Google, c’est 17 services utilisés par plus d’un milliard de personnes. Gratuits en apparence, mais vous payez avec vos données. En 2026, alors que le pistage publicitaire atteint des sommets et que les régulations évoluent, de plus en plus de Français cherchent à reprendre le contrôle.
Le problème, c’est qu’on ne quitte pas Google comme on change de fournisseur d’énergie. C’est un écosystème complet, avec des habitudes profondément ancrées. La bonne nouvelle ? Chaque service Google a désormais une alternative open source mature, souvent meilleure sur le plan de la confidentialité et des fonctionnalités.
Les alternatives service par service
Google Drive → Nextcloud
Nextcloud est l’alternative open source la plus complète. Il fait bien plus que du stockage cloud :
- Stockage et synchronisation de fichiers (comme Drive)
- Suite bureautique collaborative (comme Google Docs)
- Calendrier et contacts synchronisés (comme Google Calendar)
- Talk : messagerie et visioconférence (comme Google Meet)
- Tables : base de données légère (comme Airtable, fusionné dans Google Workspace depuis 2025)

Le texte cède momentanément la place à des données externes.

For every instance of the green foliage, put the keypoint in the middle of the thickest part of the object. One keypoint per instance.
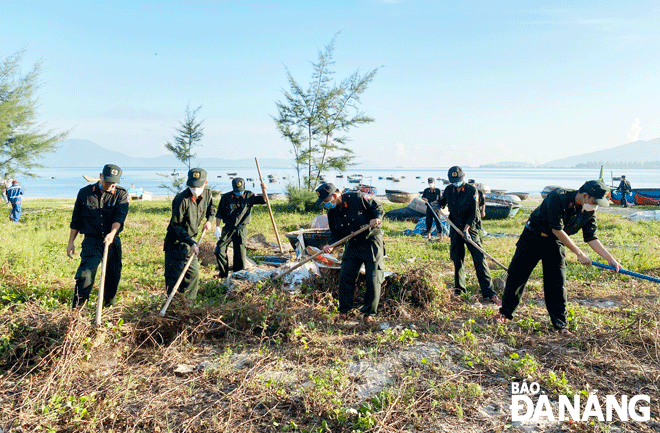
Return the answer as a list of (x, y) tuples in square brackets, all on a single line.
[(315, 121), (190, 133), (300, 199), (22, 142)]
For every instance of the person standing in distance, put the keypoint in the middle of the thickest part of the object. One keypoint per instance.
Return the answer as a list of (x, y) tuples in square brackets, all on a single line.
[(625, 188), (15, 198), (463, 202), (235, 211), (347, 213), (431, 195), (99, 214), (6, 183), (190, 208)]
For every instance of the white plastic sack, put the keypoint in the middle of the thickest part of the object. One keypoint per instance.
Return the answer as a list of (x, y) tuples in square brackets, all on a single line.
[(647, 215)]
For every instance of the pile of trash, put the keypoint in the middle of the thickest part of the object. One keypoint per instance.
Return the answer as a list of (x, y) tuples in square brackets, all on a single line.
[(420, 229)]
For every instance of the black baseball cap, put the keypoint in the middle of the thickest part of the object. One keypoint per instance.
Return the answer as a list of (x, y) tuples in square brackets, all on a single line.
[(455, 174), (111, 173), (597, 190), (324, 191), (196, 177), (238, 184)]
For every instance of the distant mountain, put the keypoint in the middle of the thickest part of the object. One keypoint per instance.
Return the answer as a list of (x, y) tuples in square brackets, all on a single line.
[(628, 155), (508, 164)]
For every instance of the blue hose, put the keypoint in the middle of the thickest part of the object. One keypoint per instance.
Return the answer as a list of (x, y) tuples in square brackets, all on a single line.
[(624, 272)]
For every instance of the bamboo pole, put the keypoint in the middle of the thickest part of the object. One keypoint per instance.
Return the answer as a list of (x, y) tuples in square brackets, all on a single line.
[(99, 301), (270, 211), (183, 274)]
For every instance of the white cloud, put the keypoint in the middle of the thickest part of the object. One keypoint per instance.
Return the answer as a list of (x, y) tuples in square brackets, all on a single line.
[(633, 132)]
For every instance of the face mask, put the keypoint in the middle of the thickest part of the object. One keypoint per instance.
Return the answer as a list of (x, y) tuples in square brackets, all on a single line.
[(111, 188), (589, 207), (197, 191)]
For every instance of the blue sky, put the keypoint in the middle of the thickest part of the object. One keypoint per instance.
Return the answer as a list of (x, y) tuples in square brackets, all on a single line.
[(462, 82)]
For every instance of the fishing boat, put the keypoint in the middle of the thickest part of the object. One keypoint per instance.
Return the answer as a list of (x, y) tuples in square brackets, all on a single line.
[(639, 196), (396, 196), (497, 209), (506, 197), (312, 237), (521, 195), (548, 189), (367, 189)]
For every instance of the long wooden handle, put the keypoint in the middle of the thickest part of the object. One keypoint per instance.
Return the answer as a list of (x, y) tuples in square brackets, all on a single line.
[(339, 242), (474, 244), (99, 301), (270, 211), (183, 274)]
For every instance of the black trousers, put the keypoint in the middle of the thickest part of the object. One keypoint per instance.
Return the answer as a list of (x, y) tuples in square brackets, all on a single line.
[(176, 257), (237, 235), (371, 254), (457, 255), (91, 255), (429, 222), (530, 249)]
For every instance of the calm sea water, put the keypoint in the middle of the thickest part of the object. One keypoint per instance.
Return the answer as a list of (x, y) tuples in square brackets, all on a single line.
[(65, 182)]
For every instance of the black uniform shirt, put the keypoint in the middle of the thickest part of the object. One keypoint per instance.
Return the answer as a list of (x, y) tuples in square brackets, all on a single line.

Installation : Nextcloud s’installe en 10 minutes via Docker. Un hébergement chez un fournisseur comme Hetzner revient à 3-5€/mois pour 1 To de stockage.
Google Photos → Immich
Immich est l’alternative qui a conquis la communauté open source. Et pour cause : elle fait tout ce que Google Photos fait, sans le pistage.
Fonctionnalités :
- Sauvegarde automatique des photos (comme Google Photos)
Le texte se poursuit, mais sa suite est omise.